Lets assume I have this equation: $$\log(e^x+e^{-x})=2x+5,\quad x \in (-50,50).$$
As always we have to pick a starting point to solve this by Newton's method, but how can i know for what initial values this equation will or will not converge?
I think i need to use Matlab here, but I am not good at it...
Also, if I have $\log(e^x+e^{-x})=0.1x+5$, how can i specify the region of convergence for each possible solution?

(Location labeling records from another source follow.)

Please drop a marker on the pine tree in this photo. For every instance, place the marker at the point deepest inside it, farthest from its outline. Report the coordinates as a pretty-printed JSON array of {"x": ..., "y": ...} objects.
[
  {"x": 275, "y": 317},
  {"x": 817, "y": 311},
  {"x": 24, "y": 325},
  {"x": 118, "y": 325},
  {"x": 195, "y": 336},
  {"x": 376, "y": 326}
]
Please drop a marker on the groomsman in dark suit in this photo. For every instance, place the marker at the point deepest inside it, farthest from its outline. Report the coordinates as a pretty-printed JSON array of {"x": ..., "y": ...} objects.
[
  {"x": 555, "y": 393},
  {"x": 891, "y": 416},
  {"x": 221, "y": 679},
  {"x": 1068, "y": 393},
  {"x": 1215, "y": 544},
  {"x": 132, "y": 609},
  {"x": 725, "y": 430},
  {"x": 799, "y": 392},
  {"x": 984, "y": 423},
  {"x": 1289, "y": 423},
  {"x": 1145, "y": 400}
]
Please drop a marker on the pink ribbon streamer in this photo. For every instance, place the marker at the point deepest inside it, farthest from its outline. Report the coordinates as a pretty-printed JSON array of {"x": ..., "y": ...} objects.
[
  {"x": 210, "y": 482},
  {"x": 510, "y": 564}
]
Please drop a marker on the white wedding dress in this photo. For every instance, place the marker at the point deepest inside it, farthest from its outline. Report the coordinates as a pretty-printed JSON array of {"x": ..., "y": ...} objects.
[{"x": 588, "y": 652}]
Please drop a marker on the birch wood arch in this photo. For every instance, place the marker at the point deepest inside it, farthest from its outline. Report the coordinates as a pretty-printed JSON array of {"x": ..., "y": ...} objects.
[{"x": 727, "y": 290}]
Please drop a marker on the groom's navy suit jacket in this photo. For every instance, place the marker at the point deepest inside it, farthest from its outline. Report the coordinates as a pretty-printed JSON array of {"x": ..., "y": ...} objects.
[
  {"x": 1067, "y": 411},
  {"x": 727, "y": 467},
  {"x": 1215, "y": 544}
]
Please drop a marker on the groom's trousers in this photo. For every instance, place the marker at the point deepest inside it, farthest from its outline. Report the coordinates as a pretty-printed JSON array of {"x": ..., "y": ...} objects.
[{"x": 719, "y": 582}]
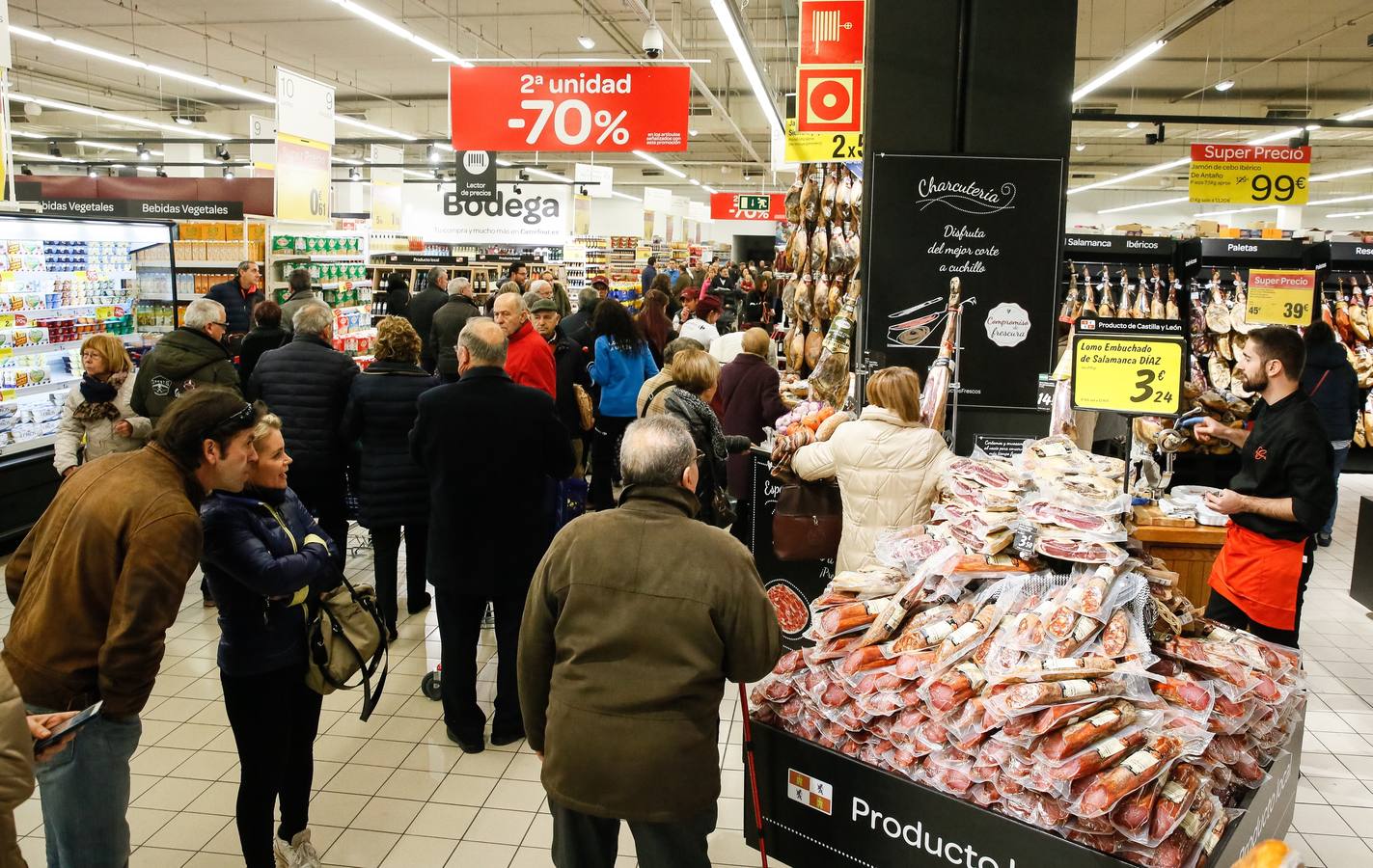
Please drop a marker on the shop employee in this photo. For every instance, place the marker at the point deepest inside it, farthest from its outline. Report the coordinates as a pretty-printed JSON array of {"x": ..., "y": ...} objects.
[{"x": 1278, "y": 501}]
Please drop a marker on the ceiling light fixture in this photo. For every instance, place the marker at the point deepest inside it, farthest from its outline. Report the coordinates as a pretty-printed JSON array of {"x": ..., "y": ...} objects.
[
  {"x": 652, "y": 159},
  {"x": 390, "y": 26},
  {"x": 733, "y": 32},
  {"x": 1116, "y": 68}
]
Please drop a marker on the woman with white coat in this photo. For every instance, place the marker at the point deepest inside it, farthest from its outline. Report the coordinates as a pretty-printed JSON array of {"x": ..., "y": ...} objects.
[
  {"x": 887, "y": 463},
  {"x": 96, "y": 411}
]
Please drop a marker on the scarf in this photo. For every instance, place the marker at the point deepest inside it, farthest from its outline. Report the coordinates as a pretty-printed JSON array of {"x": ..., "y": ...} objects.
[{"x": 97, "y": 397}]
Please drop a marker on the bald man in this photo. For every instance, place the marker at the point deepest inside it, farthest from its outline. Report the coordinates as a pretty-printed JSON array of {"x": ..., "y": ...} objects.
[{"x": 529, "y": 359}]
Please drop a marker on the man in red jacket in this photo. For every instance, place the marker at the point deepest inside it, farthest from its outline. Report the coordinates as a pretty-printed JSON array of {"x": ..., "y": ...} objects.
[{"x": 529, "y": 360}]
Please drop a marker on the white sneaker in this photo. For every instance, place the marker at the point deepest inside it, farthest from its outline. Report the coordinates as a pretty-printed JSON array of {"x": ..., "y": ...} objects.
[{"x": 299, "y": 854}]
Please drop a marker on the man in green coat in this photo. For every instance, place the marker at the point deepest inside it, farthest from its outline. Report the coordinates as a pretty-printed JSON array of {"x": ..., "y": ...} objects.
[{"x": 635, "y": 621}]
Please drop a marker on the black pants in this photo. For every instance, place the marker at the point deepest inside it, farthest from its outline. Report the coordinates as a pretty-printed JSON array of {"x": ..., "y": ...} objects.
[
  {"x": 583, "y": 841},
  {"x": 323, "y": 493},
  {"x": 458, "y": 629},
  {"x": 1223, "y": 610},
  {"x": 275, "y": 719},
  {"x": 609, "y": 431},
  {"x": 386, "y": 546}
]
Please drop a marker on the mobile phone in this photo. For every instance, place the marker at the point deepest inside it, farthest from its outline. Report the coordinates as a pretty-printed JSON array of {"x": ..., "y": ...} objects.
[{"x": 65, "y": 727}]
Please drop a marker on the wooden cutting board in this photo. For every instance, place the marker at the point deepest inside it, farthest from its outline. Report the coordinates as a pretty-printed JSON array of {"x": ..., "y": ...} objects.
[{"x": 1152, "y": 517}]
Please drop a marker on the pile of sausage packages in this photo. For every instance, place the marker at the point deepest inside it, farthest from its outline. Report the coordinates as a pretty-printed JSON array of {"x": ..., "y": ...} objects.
[{"x": 1019, "y": 653}]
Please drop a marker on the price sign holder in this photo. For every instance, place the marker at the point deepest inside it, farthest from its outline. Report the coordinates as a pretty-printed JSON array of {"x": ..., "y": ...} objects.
[
  {"x": 1281, "y": 297},
  {"x": 1139, "y": 374}
]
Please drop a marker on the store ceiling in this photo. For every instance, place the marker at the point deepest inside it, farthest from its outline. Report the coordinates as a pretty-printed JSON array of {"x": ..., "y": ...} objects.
[{"x": 1311, "y": 59}]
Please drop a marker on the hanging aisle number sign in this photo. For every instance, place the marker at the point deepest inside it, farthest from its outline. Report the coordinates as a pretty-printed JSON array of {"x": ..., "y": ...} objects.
[
  {"x": 568, "y": 107},
  {"x": 1249, "y": 175},
  {"x": 1129, "y": 374},
  {"x": 1281, "y": 297}
]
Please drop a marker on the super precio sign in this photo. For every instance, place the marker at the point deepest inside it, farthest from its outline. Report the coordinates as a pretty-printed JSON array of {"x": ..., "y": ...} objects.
[{"x": 568, "y": 109}]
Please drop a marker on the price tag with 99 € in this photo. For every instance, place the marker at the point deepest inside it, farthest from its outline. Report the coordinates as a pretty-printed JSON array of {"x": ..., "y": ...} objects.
[{"x": 1129, "y": 374}]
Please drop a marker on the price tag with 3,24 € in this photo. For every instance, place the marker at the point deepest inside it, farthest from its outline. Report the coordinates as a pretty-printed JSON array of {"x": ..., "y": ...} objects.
[{"x": 1139, "y": 375}]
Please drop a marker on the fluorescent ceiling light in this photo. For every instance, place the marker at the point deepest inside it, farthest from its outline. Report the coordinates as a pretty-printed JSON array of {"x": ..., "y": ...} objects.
[
  {"x": 373, "y": 128},
  {"x": 1139, "y": 204},
  {"x": 396, "y": 29},
  {"x": 652, "y": 159},
  {"x": 111, "y": 116},
  {"x": 48, "y": 157},
  {"x": 1111, "y": 71},
  {"x": 726, "y": 13},
  {"x": 1132, "y": 175}
]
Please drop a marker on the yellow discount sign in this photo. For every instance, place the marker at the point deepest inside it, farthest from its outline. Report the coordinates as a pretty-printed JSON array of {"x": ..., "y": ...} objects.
[
  {"x": 1281, "y": 297},
  {"x": 1249, "y": 174},
  {"x": 1129, "y": 374},
  {"x": 302, "y": 180}
]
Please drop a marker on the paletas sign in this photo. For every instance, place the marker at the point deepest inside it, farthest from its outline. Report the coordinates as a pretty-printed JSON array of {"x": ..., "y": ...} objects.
[
  {"x": 568, "y": 109},
  {"x": 1249, "y": 174},
  {"x": 747, "y": 206}
]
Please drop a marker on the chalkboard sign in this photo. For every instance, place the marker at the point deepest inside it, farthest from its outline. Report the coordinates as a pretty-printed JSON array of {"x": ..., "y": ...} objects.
[{"x": 993, "y": 223}]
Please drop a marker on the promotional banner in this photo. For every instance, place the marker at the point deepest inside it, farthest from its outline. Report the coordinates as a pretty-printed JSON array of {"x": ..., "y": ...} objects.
[
  {"x": 1281, "y": 297},
  {"x": 570, "y": 109},
  {"x": 747, "y": 206},
  {"x": 538, "y": 216},
  {"x": 599, "y": 178},
  {"x": 302, "y": 180},
  {"x": 387, "y": 187},
  {"x": 1249, "y": 174},
  {"x": 993, "y": 223}
]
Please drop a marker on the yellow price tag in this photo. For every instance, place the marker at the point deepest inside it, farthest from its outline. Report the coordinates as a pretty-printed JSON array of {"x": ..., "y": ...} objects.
[
  {"x": 1279, "y": 297},
  {"x": 1249, "y": 175},
  {"x": 1127, "y": 374}
]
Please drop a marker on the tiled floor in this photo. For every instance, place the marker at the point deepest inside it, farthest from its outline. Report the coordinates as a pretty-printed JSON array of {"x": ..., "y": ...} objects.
[{"x": 396, "y": 793}]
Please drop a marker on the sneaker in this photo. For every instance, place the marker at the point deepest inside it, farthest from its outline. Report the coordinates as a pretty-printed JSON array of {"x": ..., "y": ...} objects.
[{"x": 299, "y": 854}]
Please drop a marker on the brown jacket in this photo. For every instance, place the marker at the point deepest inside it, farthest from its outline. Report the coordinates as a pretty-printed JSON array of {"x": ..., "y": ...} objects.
[
  {"x": 633, "y": 622},
  {"x": 15, "y": 768},
  {"x": 99, "y": 580}
]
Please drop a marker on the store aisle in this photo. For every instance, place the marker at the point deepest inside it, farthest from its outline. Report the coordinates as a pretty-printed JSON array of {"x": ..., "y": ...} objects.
[{"x": 396, "y": 793}]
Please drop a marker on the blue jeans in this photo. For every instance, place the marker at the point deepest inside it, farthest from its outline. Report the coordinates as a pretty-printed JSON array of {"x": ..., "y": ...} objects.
[
  {"x": 85, "y": 794},
  {"x": 1340, "y": 456}
]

At the end, I know that Newton's method has a quadratic convergence, can we show that it is true for our problem cases?
Thanks
We have the function $f(x)=\log(e^x+e^{-x})-(2x+5),\quad x \in (-50,50).$ and it's first derivative $f'(x)$ and to solve using the Newton's method, we use the sequence (for an $x_0$) $$x_{n+1}=x_n-\cfrac{f(x_n)}{f'(x_n)}$$
Look at the function $$g(x)=x-\cfrac{f(x)}{f'(x)}$$ where $$g'(x)=\cfrac{f(x)f''(x)}{(f'(x))^2}$$ and $$g''(x)=\cfrac{[f'(x)f''(x)+f(x)f'''(x)]\cdot(f'(x))^2-2f(x)f'(x)(f''(x))^2}{(f'(x))^4}$$
To have convergence for a point $x_0$ such that $f(x_0) \approx f(r)=0$, $r$ is the root, observe that $g'(x_0) \approx 0$ so we can't set a condition there but with at the second derivative of $g(x)$ we have $$g''(x_0)=\cfrac{f''(x_0)}{f'(x_0)}$$ Observe that $g''(x_0)$ has no prioritized reason to be zero, so the condition stated above is necessary but not always sufficient to have a quadratic convergence.
EDIT The most optimal way to guess a good $x_0$ is to use the Intermediate Value Theorem.